Calculator Input
Example Data Table
| Substrate [S] mM | Velocity v µmol/min | Use in input box |
|---|---|---|
| 0.20 | 0.36 | 0.20,0.36 |
| 0.30 | 0.47 | 0.30,0.47 |
| 0.50 | 0.63 | 0.50,0.63 |
| 0.80 | 0.77 | 0.80,0.77 |
| 1.20 | 0.87 | 1.20,0.87 |
| 1.80 | 0.96 | 1.80,0.96 |
Formula Used
Lineweaver Burk equation: 1 / v = (Km / Vmax)(1 / [S]) + 1 / Vmax
Slope: m = Km / Vmax
Regression slope: m = Σ((x - x̄)(y - ȳ)) / Σ((x - x̄)²)
Intercept: b = ȳ - m x̄
Estimated Vmax: Vmax = 1 / b
Estimated Km: Km = m × Vmax
Fit quality: R² = 1 - SSE / SST
How to Use This Calculator
- Enter substrate concentration and initial velocity pairs.
- Keep one pair on each line in the form
[S], v. - Select your preferred decimal precision.
- Press the calculate button.
- Review the slope, intercepts, Km, Vmax, R squared, and graph.
- Use CSV or PDF buttons to save your report.
Article: Understanding Lineweaver Burk Slope
Understanding the Lineweaver Burk Slope
A Lineweaver Burk plot is a double reciprocal view of Michaelis Menten data. It places 1 divided by substrate concentration on the horizontal axis. It places 1 divided by reaction velocity on the vertical axis. The straight line slope equals Km divided by Vmax. This makes the slope useful when you want a fast view of enzyme affinity and catalytic capacity.
Why the Slope Matters
A steeper slope often means a larger Km, a smaller Vmax, or both. In practical terms, it can suggest weaker apparent substrate affinity or reduced maximum rate. A flatter slope can suggest stronger apparent affinity, higher maximum rate, or both. The result should still be checked against raw data because reciprocal plots magnify errors at low substrate levels.

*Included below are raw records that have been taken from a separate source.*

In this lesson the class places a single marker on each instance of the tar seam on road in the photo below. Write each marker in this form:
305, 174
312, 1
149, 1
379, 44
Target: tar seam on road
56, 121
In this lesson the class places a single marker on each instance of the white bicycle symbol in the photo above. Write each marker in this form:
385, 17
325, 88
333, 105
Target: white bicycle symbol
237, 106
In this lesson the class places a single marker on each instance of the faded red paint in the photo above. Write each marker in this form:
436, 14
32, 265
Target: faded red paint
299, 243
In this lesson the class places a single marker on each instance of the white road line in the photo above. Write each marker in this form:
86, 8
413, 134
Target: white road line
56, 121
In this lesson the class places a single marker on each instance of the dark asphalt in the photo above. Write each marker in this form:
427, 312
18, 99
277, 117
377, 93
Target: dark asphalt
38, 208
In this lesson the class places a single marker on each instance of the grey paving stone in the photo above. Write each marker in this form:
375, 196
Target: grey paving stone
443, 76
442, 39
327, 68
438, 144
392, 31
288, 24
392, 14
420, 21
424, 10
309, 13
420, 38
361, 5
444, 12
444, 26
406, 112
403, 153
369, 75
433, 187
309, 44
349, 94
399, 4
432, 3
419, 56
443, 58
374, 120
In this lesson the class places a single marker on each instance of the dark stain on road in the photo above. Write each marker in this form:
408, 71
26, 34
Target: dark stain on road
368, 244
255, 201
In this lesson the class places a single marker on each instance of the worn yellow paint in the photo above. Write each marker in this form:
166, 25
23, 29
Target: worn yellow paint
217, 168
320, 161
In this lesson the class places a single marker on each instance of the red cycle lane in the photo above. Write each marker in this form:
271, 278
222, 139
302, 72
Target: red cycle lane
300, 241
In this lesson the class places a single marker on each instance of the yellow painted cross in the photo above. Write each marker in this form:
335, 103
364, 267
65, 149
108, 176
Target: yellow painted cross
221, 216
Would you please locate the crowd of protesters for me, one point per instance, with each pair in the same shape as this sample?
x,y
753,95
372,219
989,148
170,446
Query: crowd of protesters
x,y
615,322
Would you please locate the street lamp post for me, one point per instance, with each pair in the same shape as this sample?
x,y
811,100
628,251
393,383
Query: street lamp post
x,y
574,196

Using Regression Carefully
This calculator fits a straight line to reciprocal points. It reports slope, y intercept, x intercept, Vmax, Km, R squared, residual error, and confidence ranges. These values help compare trials, inhibitors, mutants, or lab groups. The regression assumes your transformed points follow a linear trend. Very noisy values, zero readings, and unit mistakes can distort the model.
Good Data Practices
Use positive substrate concentrations and positive reaction velocities. Keep units consistent across every row. Enter at least three points, although five or more points are better. Spread substrate levels across low, middle, and high ranges. Avoid using final product concentration as velocity. Use initial reaction rate where possible.
Interpreting the Graph
The graph shows reciprocal points and the fitted line. Points far from the line deserve review. They may reflect pipetting error, timing error, saturation issues, or instrument noise. Residuals help reveal whether the fit is balanced. A high R squared is useful, but it does not prove the biological model is correct.
Best Use Cases
Use this page for teaching, worksheets, quick laboratory checks, and comparison reports. For final research analysis, also inspect the original Michaelis Menten curve. Nonlinear regression on raw data is often preferred for precise parameter estimation. Still, the Lineweaver Burk slope remains a clear and widely recognized diagnostic value. It also helps students connect algebra, graphing, and enzyme behavior in one simple workflow clearly.
FAQs
1. What is the slope of a Lineweaver Burk plot?
The slope is Km divided by Vmax. It comes from plotting 1 divided by velocity against 1 divided by substrate concentration.
2. What data do I need?
You need positive substrate concentrations and positive initial reaction velocities. At least three valid pairs are required for regression.
3. Why are reciprocal values used?
Reciprocal values transform the Michaelis Menten equation into a straight line. This makes slope and intercept estimation easier.
4. Can zero values be entered?
No. Zero or negative values cannot be used because reciprocal concentration and reciprocal velocity would be invalid.
5. How is Vmax estimated?
The y intercept equals 1 divided by Vmax. The calculator estimates Vmax by taking 1 divided by the intercept.
6. How is Km estimated?
After Vmax is estimated, Km is calculated by multiplying the regression slope by Vmax.
7. What does R squared show?
R squared shows how closely the reciprocal points follow the fitted line. Higher values usually indicate a cleaner linear fit.
8. Is this method always best?
It is useful for teaching and quick checks. For precise enzyme studies, compare it with nonlinear fitting of raw velocity data.